MLA (Councillor) for 4th Kings
- In office 1978–1979
- Preceded by: Gilbert Clements
- Succeeded by: Gilbert Clements

Personal details
- Born: September 5, 1920 Beach Point, Prince Edward Island
- Died: June 4, 1988 (aged 67) Charlottetown, Prince Edward Island
- Party: Progressive Conservative

= John Elliot Williams =

Canadian politician

John Elliot Williams (September 5, 1920 – June 4, 1988) was a Canadian politician and boat builder. He represented 4th Kings in the Legislative Assembly of Prince Edward Island from 1978 to 1979 as a Progressive Conservative.

Williams was born in 1920 in Beach Point, Prince Edward Island.
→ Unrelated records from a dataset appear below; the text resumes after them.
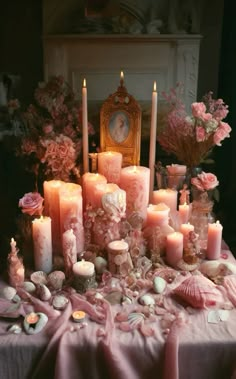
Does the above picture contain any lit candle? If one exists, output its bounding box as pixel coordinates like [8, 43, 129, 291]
[153, 188, 178, 212]
[82, 79, 89, 173]
[206, 221, 223, 259]
[149, 82, 158, 203]
[166, 232, 183, 267]
[179, 203, 189, 224]
[32, 216, 52, 274]
[43, 180, 64, 254]
[59, 183, 84, 253]
[98, 151, 122, 184]
[120, 166, 150, 221]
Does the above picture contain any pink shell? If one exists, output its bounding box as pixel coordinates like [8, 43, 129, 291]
[172, 275, 223, 308]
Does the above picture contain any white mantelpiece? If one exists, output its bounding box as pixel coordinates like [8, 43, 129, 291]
[44, 34, 201, 113]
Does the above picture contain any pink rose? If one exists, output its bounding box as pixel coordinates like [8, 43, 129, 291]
[191, 171, 219, 191]
[19, 192, 44, 216]
[191, 103, 206, 118]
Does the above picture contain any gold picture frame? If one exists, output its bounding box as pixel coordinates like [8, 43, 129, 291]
[100, 79, 142, 167]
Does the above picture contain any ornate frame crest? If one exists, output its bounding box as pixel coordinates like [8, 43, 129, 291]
[100, 78, 142, 167]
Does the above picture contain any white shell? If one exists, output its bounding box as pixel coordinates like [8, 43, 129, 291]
[0, 286, 16, 300]
[153, 276, 166, 294]
[48, 271, 65, 290]
[139, 294, 155, 305]
[38, 284, 52, 301]
[23, 282, 36, 293]
[30, 271, 47, 284]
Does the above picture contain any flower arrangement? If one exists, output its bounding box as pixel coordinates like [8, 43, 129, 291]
[17, 76, 94, 181]
[157, 84, 231, 168]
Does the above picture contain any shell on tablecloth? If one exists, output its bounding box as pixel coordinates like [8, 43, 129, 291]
[30, 271, 48, 285]
[48, 270, 66, 290]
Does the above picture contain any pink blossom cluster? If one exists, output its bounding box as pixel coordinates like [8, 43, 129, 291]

He married Annie Giddings in 1940. Williams enlisted in the Royal Canadian Navy during the Second World War, to work as a shipwright. Following the war, he returned to Beach Point, and worked various jobs as a fisherman and carpenter before starting a career as a boat builder in the 1950s.

Williams entered provincial politics in the 1978 election, defeating Liberal incumbent Gilbert Clements by 24 votes to become councillor for the electoral district of 4th Kings. Williams was defeated by Clements when he ran for re-election in 1979.

Following his term as MLA, Williams continued his career as a boat builder and died at Queen Elizabeth Hospital in Charlottetown in June 1988.